# Extended Stems



## wrongway (Sep 5, 2014)

Now that I've gotten the Hercules on the trails I need to have higher handle bars. Do they make extended stems for these bikes?


----------



## rhenning (Sep 5, 2014)

Nitto does as I believe the bikes have standard sized 22.2 mm stems.  Roger


----------



## Duck (Sep 5, 2014)

For years I've just taken my less then desirable stems and cut them off about 2/3 the way up from the bottom and cut a better stem off about 2/3 down, then welded them together, and just like that, you have a back-friendly stem. With a little due diligence and a file, I've even had a few re-plated, with good results- bear in mind that you'll need to replace the bolt with a piece of threaded rod and a nice acorn style nut, though.


----------



## SirMike1983 (Sep 6, 2014)

I agree- I think Nitto makes a little bit taller stem. I know they make a North Road style handle bar with longer pull back as well. Quality is decent. Harris Cyclery was selling them, last I heard.


----------



## bulldog1935 (Sep 8, 2014)

here's a Nitto Technomic stem I used to convert my old Raleigh to Nitto Moustache bars.  
70mm forward reach, 160mm quill showing.  



 

my Technomic is the 225mm - here's the tallest they make, a 280mm quill with forward reach as small as 50mm
Merry Sales imports them
http://store.somafab.com/nite28eloqus.html 
found even better price
http://americancyclery.com/products/nitto-technomics-280mm-quill-stem-25-4

though I noticed your Hercules already has a tall-quill stem.  
They also make these, which will let you bring your quill way up (need a long t-handle allen wrench to tighten)
http://rover.ebay.com/rover/1/711-5...0001&campid=5335809022&icep_item=271468737311


----------



## wrongway (Sep 11, 2014)

I like the idea of the stem extender.

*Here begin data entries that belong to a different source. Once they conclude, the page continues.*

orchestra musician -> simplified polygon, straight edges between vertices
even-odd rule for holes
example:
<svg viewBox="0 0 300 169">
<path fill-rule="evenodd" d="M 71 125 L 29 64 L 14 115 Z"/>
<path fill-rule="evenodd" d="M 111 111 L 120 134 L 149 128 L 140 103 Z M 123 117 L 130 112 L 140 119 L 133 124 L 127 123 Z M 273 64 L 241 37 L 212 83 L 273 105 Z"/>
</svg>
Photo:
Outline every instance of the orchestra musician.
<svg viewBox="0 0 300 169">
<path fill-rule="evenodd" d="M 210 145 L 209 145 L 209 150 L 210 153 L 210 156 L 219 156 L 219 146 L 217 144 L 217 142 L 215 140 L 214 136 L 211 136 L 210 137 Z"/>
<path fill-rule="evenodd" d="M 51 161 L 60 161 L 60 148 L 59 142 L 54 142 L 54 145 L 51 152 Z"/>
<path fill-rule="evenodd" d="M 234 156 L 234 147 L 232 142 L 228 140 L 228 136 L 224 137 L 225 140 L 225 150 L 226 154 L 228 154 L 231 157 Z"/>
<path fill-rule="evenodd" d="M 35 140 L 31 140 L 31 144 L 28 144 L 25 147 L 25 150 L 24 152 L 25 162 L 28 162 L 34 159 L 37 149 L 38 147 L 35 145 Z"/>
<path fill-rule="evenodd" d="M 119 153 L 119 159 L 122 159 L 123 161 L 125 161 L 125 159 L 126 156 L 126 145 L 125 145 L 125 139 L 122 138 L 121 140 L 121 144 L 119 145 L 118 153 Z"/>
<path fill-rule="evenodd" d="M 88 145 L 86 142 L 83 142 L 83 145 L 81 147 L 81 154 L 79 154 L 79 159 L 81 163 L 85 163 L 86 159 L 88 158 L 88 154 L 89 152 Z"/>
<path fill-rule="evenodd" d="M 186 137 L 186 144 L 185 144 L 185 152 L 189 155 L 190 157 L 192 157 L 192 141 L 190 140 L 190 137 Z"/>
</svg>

It's sure cheaper, anyway.


----------



## bulldog1935 (Sep 11, 2014)

wrongway said:


> I like the idea of the stem extender. It's sure cheaper, anyway.




I used one on my mom's stationary exercise bike to get her sitting vertical, and it worked very nicely.  
but you do need a long t-handle (7mm?) to tighten the fork tube clamp


----------